Die Geschichte spielt in Brügge. Marie, die heißgeliebte Frau von Paul ist tot, er richtet für sie eine Art Mausoleum mit Foto inclusive Haarzopf als Altar ein, er kann nicht loslassen und trauert so eingehend, dass er kaum in sein eigenes Leben zurückfindet. Zufällig trifft er auf die lebenslustige Marietta, die der Verstorbenen verblüffend ähnelt; Paul bringt die Wiedergängerin später um, auch sich selbst setzt er das Messer an den Hals, im Video von schnittmenge.de gut zu verfolgen.


Aber offensichtlich ist alles ein Tagtraum, denn Marietta kommt am Ende noch einmal zurück, weil sie ihren Schirm vergessen hat – eine Geschichte zwischen Realität und Einbildung. Stefan Heyme hat als Bühne eine runde drehbare Bar gebaut, an der sich zwielichte Elemente, ähnlich wie bei dem berühmten Gemälde von Hopper, langweilen, dazu Vorhänge aus lauter weißen Fäden. Silke Willrett ist für die passenden Kostüme verantwortlich.

Musikalisch ist ganz Großes zu erleben. Das auf Wagner-Dimensionen erweiterte Orchester (3 Harfen !) sitzt rechts, der Dirigent Gabriel Feltz, u.a. GMD in Dortmund, hat den Riesenapparat auch für die Zuschauer sichtbar sehr gut im Griff, es erklingt ein überbordender Musikrausch von hoher musikalischer Opulenz mit blendend aufgelegten Bläsern. Der Chor unter Rustam Samedov singt Corona bedingt aus dem Off und aus verschiedenen Ecken; ein klanglich sehr interessanter Effekt.
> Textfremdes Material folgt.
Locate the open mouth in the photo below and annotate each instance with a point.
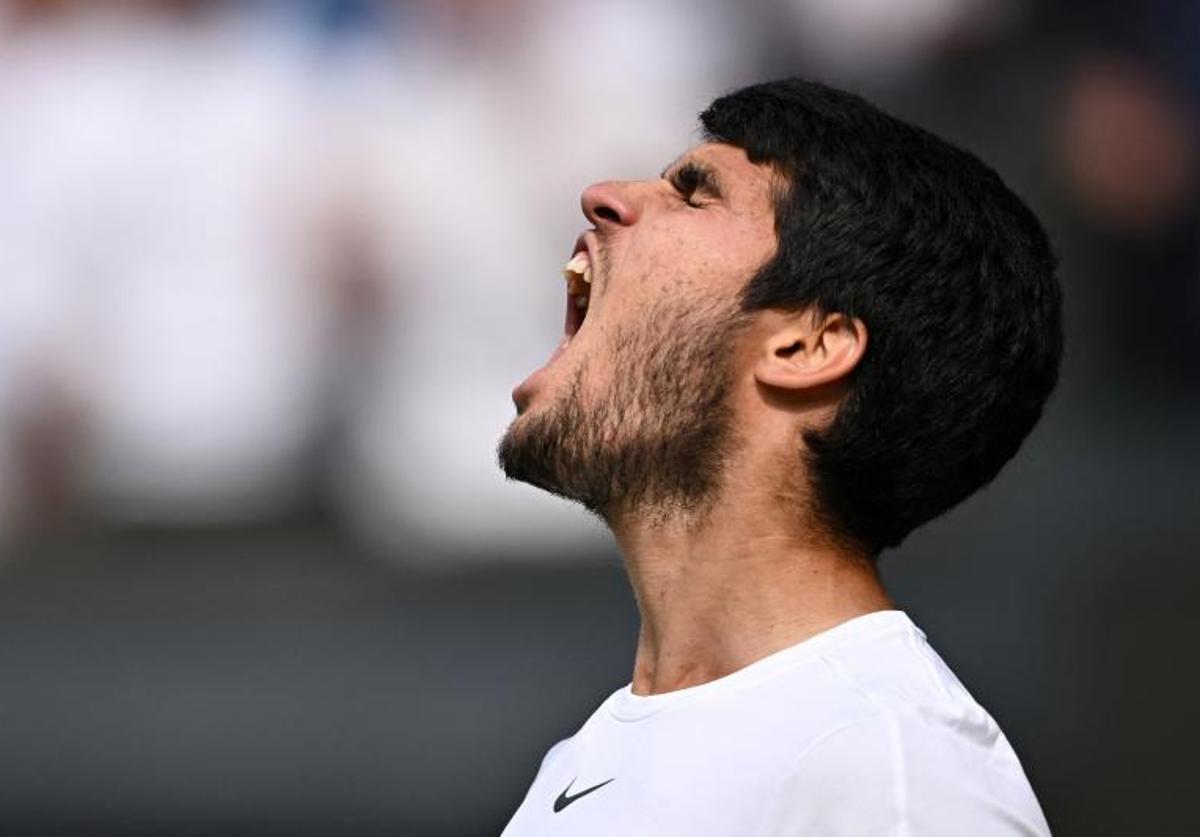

Auch die Sängerriege kann sich hören lassen, allen voran die litauische Sopranistin Aušrine Stundyte, die gerade in Salzburg als Elektra große Erfolge feierte: Mit glasklarer Stimme, kraftvoll, mühelos in den Höhen und mit faszinierendem Spiel; sie war bis 2009 Ensemblemitglied in Köln und wurde damals mit dem Offenbachpreis ausgezeichnet.

Den Paul sang Stefan Vinke, ein gestandener und vielfältig erprobter Wagner-Tenor, mit einer mächtigen Stimme, der die schwierige und anspruchsvolle Partie sicher meisterte. Seinen Freund Frank gab der Kölner Publikumsliebling Miljenko Turk; seine Stimme, oftmals in Köln gehört, scheint reifer geworden zu sein. Auch Kammersängerin Dalia Schächter lag die Rolle der Haushälterin sehr, immer wieder gefällt ihr glutvoller Mezzo. Regina Richter und John Heuzenroeder aus dem Ensemble brillieren in den kleineren Partien, ebenso Anna Malesza-Kutny aus Polen und Dustin Drosdziok; beide stammen aus dem Kölner Internationalen Opernstudio.

 

Es war ein ganz großer Opernabend, mit Herzklopfen und kleinen Schweißausbrüchen. Und endlich mal wieder mit einer Premierenfeier.

Wer noch nicht drin war: 17., 19., 22. und 25. September.